Abstract
Introduction: Despite clinical importance, the adaptive immune system in cystic fibrosis (CF) lung disease has been sparsely studied.
Methods: We isolated CF primary human bronchial epithelial cells (PBEC) and assessed their modulation of monocyte-derived dendritic cell (moDC) function and downstream T cell activation, hypothesising that epithelial cells skew immunity to favour chronic infection and lung damage in CF. Healthy monocytes were cultured with conditioned medium from 6 steady-state CF patient PBEC during moDC differentiation with IL-4 and GM-CSF.

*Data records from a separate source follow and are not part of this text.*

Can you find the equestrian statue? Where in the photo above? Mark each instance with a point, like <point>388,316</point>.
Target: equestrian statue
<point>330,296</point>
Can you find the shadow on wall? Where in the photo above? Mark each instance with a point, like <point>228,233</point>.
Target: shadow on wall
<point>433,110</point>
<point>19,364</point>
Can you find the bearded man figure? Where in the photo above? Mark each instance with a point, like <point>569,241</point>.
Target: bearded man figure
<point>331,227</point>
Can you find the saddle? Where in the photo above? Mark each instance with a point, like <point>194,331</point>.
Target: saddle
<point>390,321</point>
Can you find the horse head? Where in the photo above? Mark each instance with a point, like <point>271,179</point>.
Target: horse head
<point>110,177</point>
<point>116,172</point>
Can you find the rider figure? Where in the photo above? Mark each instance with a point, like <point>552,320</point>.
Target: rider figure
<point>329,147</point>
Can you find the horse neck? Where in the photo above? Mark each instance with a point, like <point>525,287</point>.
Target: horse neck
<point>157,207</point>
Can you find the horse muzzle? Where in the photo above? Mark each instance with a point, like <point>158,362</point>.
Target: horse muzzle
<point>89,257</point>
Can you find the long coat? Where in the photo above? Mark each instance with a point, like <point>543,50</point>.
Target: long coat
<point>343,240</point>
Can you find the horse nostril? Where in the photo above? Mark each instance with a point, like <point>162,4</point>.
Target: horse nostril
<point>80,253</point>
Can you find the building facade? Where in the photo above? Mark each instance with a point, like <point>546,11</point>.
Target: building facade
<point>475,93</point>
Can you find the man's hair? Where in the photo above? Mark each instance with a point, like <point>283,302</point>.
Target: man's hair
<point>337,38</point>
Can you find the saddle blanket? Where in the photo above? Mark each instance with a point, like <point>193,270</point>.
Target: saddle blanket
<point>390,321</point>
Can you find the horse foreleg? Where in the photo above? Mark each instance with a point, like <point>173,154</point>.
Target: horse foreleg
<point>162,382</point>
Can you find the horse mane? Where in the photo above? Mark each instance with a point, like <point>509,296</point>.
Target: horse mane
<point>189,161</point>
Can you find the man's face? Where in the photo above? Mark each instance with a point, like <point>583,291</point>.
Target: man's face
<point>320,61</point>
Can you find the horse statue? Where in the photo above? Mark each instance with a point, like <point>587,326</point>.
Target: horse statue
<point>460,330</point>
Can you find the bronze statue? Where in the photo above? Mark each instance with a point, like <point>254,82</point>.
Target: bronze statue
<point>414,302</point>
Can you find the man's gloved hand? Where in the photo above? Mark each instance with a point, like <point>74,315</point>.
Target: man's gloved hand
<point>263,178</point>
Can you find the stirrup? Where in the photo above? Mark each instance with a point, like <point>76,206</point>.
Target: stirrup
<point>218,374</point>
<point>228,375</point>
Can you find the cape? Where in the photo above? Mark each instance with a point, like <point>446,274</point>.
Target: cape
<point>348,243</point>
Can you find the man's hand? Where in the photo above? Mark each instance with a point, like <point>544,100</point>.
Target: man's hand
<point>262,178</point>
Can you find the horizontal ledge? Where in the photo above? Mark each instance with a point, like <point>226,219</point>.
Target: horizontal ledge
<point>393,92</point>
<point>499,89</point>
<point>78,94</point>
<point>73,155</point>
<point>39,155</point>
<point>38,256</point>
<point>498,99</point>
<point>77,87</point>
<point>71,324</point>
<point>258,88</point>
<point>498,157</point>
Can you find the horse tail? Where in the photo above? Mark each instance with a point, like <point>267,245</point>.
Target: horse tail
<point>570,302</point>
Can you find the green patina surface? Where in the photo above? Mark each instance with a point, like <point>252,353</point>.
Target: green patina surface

Results: Compared to control moDC, epithelial cell conditioned moDC were tolerogenic and macrophage-like (¯CD1a, ¯ CD86, ­CD14 and ­ IL-10), inducing low T cell proliferation and interferon-γ production in an allogeneic mixed lymphocyte reaction (MLR). Stimulation of PBEC or direct stimulation of moDC with clinically isolated Burkholderia cenocepacia whole cell lysate gave a mature, highly stimulatory moDC phenotype while Pseudomonas aeruginosa induced poor maturation and a less potent T cell response.
Figure 1. Steady state moDC phenotype and function altered by PBEC derived soluble factors. (MFI - median fluorescence intensity, CPM - counts per minute).

Conclusion: CF epithelial cells secrete factors which contribute to immune tolerance. CF pathogens may have a variable ability to overcome this regulation and induce an immune response which may favour chronic infection by Pseudomonas aeruginosa.